Davide Ornaghi discovered that the netfilter subsystem in the Linux kernel
did not properly handle VLAN headers in some situations. A local attacker
could use this to cause a denial of service (system crash) or possibly
execute arbitrary code. (CVE-2023-0179)

It was discovered that the NVMe driver in the Linux kernel did not properly
handle reset events in some situations. A local attacker could use this to
cause a denial of service (system crash). (CVE-2022-3169)

Maxim Levitsky discovered that the KVM nested virtualization (SVM)
implementation for AMD processors in the Linux kernel did not properly
handle nested shutdown execution. An attacker in a guest vm could use this
to cause a denial of service (host kernel crash) (CVE-2022-3344)

Gwangun Jung discovered a race condition in the IPv4 implementation in the
Linux kernel when deleting multipath routes, resulting in an out-of-bounds
read. An attacker could use this to cause a denial of service (system
crash) or possibly expose sensitive information (kernel memory).
(CVE-2022-3435)

It was discovered that a race condition existed in the Kernel Connection
Multiplexor (KCM) socket implementation in the Linux kernel when releasing
sockets in certain situations. A local attacker could use this to cause a
denial of service (system crash). (CVE-2022-3521)

It was discovered that the Netronome Ethernet driver in the Linux kernel
contained a use-after-free vulnerability. A local attacker could use this
to cause a denial of service (system crash) or possibly execute arbitrary
code. (CVE-2022-3545)

It was discovered that the Intel i915 graphics driver in the Linux kernel
did not perform a GPU TLB flush in some situations. A local attacker could
use this to cause a denial of service or possibly execute arbitrary code.
(CVE-2022-4139)

It was discovered that the NFSD implementation in the Linux kernel
contained a use-after-free vulnerability. A remote attacker could possibly
use this to cause a denial of service (system crash) or execute arbitrary
code. (CVE-2022-4379)

It was discovered that a race condition existed in the x86 KVM subsystem
implementation in the Linux kernel when nested virtualization and the TDP
MMU are enabled.
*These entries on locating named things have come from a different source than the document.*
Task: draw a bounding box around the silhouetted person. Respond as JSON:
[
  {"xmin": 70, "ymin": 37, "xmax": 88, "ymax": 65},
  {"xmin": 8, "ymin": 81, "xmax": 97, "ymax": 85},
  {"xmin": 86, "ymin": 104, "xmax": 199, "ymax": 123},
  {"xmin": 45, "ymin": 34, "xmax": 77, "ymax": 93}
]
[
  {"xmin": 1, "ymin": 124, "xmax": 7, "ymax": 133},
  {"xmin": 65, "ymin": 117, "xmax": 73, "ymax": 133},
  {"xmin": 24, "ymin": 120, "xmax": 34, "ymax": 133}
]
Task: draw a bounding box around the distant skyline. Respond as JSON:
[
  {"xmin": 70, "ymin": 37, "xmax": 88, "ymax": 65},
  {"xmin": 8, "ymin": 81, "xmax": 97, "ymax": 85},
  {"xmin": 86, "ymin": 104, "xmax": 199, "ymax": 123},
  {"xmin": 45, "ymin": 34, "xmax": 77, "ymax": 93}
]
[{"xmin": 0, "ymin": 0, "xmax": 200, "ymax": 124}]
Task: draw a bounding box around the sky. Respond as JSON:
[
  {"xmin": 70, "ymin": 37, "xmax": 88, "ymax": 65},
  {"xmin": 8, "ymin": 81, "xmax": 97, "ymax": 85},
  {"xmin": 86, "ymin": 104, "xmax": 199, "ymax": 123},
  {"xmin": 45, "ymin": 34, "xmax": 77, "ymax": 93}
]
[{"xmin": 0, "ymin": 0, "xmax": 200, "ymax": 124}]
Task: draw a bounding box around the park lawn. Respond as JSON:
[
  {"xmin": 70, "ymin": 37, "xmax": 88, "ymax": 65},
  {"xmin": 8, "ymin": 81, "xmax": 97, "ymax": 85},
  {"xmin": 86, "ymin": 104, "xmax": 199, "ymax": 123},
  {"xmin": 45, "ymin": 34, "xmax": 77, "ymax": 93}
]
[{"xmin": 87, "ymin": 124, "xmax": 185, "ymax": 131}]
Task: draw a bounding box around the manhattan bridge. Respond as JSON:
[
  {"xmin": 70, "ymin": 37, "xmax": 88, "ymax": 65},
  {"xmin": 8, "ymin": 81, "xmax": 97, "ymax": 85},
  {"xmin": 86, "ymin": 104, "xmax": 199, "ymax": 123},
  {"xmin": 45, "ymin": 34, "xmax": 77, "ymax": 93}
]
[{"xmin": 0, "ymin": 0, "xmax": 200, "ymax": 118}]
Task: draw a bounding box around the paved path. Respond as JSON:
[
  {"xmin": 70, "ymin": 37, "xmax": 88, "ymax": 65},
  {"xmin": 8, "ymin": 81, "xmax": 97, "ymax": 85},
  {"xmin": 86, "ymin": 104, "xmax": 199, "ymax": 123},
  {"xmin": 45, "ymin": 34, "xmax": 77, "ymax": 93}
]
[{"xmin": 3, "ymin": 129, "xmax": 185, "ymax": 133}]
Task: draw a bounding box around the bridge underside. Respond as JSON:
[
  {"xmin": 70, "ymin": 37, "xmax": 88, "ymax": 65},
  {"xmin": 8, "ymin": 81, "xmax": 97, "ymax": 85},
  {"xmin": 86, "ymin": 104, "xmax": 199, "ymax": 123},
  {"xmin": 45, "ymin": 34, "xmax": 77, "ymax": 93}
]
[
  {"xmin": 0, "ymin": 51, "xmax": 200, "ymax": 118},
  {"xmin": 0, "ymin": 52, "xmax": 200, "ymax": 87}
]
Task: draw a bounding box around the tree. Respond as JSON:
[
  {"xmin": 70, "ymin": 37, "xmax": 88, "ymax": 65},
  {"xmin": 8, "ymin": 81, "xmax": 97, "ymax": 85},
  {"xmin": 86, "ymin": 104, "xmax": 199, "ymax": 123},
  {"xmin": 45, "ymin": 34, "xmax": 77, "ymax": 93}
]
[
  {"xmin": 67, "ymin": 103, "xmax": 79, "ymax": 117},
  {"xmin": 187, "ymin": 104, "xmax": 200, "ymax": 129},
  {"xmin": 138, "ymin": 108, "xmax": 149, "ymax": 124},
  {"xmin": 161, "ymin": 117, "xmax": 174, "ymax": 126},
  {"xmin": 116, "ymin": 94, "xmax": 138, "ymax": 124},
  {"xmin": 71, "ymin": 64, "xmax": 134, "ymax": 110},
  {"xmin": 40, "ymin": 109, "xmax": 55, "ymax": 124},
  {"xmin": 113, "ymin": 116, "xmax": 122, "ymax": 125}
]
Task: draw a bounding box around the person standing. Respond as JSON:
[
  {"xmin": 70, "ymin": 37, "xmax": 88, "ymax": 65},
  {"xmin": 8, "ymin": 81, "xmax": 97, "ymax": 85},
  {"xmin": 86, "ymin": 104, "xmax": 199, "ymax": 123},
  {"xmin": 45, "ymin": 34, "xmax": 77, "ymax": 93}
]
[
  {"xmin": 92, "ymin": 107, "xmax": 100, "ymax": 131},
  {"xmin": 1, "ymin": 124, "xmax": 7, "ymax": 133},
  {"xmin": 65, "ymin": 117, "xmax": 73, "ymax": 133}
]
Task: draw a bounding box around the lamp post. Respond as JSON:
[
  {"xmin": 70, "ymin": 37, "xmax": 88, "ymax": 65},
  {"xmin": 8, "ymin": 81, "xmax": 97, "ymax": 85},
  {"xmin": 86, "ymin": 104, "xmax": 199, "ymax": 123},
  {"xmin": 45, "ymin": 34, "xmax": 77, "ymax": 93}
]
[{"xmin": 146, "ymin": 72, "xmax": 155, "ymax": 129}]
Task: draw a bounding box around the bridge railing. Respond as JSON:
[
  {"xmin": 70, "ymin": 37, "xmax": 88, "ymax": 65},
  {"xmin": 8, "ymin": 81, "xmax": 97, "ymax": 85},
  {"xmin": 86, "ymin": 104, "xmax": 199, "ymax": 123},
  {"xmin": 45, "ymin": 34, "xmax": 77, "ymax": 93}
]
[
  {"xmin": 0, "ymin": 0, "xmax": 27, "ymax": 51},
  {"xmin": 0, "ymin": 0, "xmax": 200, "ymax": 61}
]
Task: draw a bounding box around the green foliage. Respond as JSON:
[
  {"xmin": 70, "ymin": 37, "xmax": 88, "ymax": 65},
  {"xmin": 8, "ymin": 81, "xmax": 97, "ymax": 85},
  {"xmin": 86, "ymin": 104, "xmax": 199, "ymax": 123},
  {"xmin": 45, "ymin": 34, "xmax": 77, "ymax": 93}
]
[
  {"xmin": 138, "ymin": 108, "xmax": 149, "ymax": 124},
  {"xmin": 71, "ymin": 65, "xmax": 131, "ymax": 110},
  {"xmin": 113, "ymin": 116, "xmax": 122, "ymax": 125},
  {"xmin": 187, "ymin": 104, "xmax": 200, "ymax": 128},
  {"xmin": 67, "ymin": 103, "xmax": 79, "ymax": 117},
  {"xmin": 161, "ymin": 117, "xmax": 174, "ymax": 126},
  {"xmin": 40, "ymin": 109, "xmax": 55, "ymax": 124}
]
An attacker in a guest vm could use this to cause a denial
of service (host OS crash). (CVE-2022-45869)

It was discovered that the Atmel WILC1000 driver in the Linux kernel did
not properly validate the number of channels, leading to an out-of-bounds
write vulnerability. An attacker could use this to cause a denial of
service (system crash) or possibly execute arbitrary code. (CVE-2022-47518)
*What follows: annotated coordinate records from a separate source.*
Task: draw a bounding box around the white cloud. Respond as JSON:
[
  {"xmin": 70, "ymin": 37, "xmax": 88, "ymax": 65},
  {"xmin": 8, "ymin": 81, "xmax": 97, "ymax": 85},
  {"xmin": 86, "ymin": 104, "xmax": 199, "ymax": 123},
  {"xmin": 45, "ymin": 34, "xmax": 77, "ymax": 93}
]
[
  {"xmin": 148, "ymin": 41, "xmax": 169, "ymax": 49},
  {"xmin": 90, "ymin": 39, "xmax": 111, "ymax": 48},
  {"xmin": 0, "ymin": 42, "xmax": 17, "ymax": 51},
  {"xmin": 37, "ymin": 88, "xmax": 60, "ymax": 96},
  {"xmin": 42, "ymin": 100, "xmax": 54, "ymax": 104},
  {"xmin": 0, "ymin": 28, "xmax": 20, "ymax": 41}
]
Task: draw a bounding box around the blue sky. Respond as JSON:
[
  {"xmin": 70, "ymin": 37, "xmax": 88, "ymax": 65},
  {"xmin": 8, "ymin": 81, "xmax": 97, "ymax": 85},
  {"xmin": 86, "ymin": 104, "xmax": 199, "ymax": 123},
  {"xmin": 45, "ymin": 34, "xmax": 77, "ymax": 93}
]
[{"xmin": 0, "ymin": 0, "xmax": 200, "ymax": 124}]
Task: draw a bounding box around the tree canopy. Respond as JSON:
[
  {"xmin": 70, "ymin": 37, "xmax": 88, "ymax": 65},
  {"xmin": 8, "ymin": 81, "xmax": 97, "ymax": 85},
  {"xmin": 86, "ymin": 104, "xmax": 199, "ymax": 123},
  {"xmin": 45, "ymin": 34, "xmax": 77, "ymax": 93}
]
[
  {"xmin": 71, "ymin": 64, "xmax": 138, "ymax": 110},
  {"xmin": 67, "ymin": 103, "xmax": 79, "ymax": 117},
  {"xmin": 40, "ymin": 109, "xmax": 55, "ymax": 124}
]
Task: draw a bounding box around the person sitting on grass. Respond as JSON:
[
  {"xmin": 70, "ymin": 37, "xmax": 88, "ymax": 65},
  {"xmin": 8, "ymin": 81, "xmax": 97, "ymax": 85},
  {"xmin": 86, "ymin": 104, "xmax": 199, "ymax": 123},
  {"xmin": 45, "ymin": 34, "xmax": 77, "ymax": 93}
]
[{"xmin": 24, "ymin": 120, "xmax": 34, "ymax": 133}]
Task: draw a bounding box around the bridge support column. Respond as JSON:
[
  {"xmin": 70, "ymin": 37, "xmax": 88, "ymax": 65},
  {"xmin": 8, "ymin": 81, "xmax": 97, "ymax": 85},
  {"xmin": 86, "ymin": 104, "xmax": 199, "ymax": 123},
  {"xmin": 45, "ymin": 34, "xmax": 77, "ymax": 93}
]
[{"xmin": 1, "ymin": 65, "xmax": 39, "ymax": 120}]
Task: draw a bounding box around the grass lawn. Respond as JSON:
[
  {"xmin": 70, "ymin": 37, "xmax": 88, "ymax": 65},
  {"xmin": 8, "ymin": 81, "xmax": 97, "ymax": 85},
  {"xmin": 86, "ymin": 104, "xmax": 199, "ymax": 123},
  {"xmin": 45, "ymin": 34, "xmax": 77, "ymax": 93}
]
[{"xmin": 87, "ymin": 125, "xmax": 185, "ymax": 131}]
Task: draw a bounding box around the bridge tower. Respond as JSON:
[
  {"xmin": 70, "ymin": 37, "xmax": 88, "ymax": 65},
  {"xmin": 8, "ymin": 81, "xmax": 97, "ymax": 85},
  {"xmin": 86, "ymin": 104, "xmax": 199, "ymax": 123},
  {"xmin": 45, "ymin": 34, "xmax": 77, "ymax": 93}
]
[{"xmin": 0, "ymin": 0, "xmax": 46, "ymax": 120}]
It was discovered that the Atmel WILC1000 driver in the Linux kernel did
not properly validate specific attributes, leading to an out-of-bounds
write vulnerability. An attacker could use this to cause a denial of
service (system crash) or possibly execute arbitrary code. (CVE-2022-47519)
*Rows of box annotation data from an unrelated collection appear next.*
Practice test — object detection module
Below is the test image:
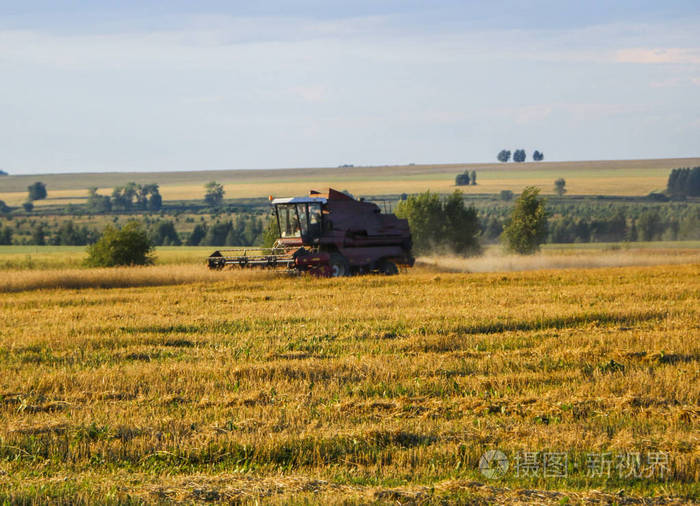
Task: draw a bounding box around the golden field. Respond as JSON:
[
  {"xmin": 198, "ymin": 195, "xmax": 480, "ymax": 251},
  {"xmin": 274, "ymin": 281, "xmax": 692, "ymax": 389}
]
[
  {"xmin": 0, "ymin": 253, "xmax": 700, "ymax": 504},
  {"xmin": 0, "ymin": 158, "xmax": 700, "ymax": 206}
]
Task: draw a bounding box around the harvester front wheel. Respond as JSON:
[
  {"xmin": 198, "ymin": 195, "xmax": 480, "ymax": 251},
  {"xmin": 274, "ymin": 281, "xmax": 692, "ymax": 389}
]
[{"xmin": 328, "ymin": 252, "xmax": 350, "ymax": 278}]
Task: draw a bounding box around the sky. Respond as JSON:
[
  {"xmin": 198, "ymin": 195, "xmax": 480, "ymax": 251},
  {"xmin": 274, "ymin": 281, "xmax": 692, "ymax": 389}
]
[{"xmin": 0, "ymin": 0, "xmax": 700, "ymax": 174}]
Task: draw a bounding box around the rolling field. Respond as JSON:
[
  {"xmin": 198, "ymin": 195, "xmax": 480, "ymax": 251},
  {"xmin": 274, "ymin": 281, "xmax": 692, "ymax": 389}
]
[
  {"xmin": 0, "ymin": 158, "xmax": 700, "ymax": 206},
  {"xmin": 0, "ymin": 257, "xmax": 700, "ymax": 504}
]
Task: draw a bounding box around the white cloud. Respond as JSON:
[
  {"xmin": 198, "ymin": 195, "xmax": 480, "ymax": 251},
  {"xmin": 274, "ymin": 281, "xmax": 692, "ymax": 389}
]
[{"xmin": 615, "ymin": 47, "xmax": 700, "ymax": 65}]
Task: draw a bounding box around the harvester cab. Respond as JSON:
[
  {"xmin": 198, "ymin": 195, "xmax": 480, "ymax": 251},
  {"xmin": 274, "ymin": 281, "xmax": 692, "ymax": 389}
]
[{"xmin": 208, "ymin": 188, "xmax": 414, "ymax": 276}]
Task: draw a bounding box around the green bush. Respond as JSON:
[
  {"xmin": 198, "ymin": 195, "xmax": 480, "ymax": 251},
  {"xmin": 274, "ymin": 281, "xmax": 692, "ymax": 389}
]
[
  {"xmin": 396, "ymin": 190, "xmax": 481, "ymax": 255},
  {"xmin": 86, "ymin": 221, "xmax": 153, "ymax": 267},
  {"xmin": 503, "ymin": 186, "xmax": 547, "ymax": 255}
]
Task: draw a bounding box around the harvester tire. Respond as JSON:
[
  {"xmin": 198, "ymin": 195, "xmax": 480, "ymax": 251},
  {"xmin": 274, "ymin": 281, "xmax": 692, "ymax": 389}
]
[
  {"xmin": 328, "ymin": 252, "xmax": 350, "ymax": 278},
  {"xmin": 379, "ymin": 260, "xmax": 399, "ymax": 276}
]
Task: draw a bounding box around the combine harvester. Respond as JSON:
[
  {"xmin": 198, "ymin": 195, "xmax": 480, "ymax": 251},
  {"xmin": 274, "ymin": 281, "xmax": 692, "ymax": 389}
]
[{"xmin": 207, "ymin": 188, "xmax": 415, "ymax": 277}]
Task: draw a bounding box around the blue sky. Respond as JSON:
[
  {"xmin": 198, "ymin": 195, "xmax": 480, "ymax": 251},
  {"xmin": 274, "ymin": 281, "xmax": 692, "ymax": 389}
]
[{"xmin": 0, "ymin": 0, "xmax": 700, "ymax": 174}]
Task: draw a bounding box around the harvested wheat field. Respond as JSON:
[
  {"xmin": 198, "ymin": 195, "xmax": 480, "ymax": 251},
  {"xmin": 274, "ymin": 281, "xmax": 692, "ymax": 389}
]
[{"xmin": 0, "ymin": 260, "xmax": 700, "ymax": 504}]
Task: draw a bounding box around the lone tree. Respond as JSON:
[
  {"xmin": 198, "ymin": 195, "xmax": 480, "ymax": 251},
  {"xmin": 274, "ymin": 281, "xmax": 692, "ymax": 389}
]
[
  {"xmin": 503, "ymin": 186, "xmax": 547, "ymax": 255},
  {"xmin": 496, "ymin": 149, "xmax": 510, "ymax": 163},
  {"xmin": 396, "ymin": 190, "xmax": 481, "ymax": 255},
  {"xmin": 513, "ymin": 149, "xmax": 527, "ymax": 162},
  {"xmin": 455, "ymin": 170, "xmax": 469, "ymax": 186},
  {"xmin": 27, "ymin": 181, "xmax": 46, "ymax": 201},
  {"xmin": 85, "ymin": 221, "xmax": 153, "ymax": 267},
  {"xmin": 554, "ymin": 177, "xmax": 566, "ymax": 197},
  {"xmin": 204, "ymin": 181, "xmax": 224, "ymax": 207},
  {"xmin": 666, "ymin": 167, "xmax": 700, "ymax": 197}
]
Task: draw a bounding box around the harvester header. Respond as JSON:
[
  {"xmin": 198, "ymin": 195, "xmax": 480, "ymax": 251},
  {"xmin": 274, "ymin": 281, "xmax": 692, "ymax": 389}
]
[{"xmin": 207, "ymin": 188, "xmax": 414, "ymax": 276}]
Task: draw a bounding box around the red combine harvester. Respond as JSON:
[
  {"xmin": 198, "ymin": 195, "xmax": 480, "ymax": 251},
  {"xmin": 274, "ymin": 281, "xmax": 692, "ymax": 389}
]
[{"xmin": 207, "ymin": 188, "xmax": 414, "ymax": 276}]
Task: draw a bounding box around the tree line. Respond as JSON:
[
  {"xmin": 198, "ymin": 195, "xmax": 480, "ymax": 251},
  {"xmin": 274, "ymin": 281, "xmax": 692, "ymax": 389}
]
[
  {"xmin": 496, "ymin": 149, "xmax": 544, "ymax": 163},
  {"xmin": 666, "ymin": 167, "xmax": 700, "ymax": 197}
]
It was discovered that the Atmel WILC1000 driver in the Linux kernel did
not properly validate offsets, leading to an out-of-bounds read
vulnerability. An attacker could use this to cause a denial of service
(system crash). (CVE-2022-47520)

It was discovered that the Atmel WILC1000 driver in the Linux kernel did
not properly validate specific attributes, leading to a heap-based buffer
overflow. An attacker could use this to cause a denial of service (system
crash) or possibly execute arbitrary code. (CVE-2022-47521)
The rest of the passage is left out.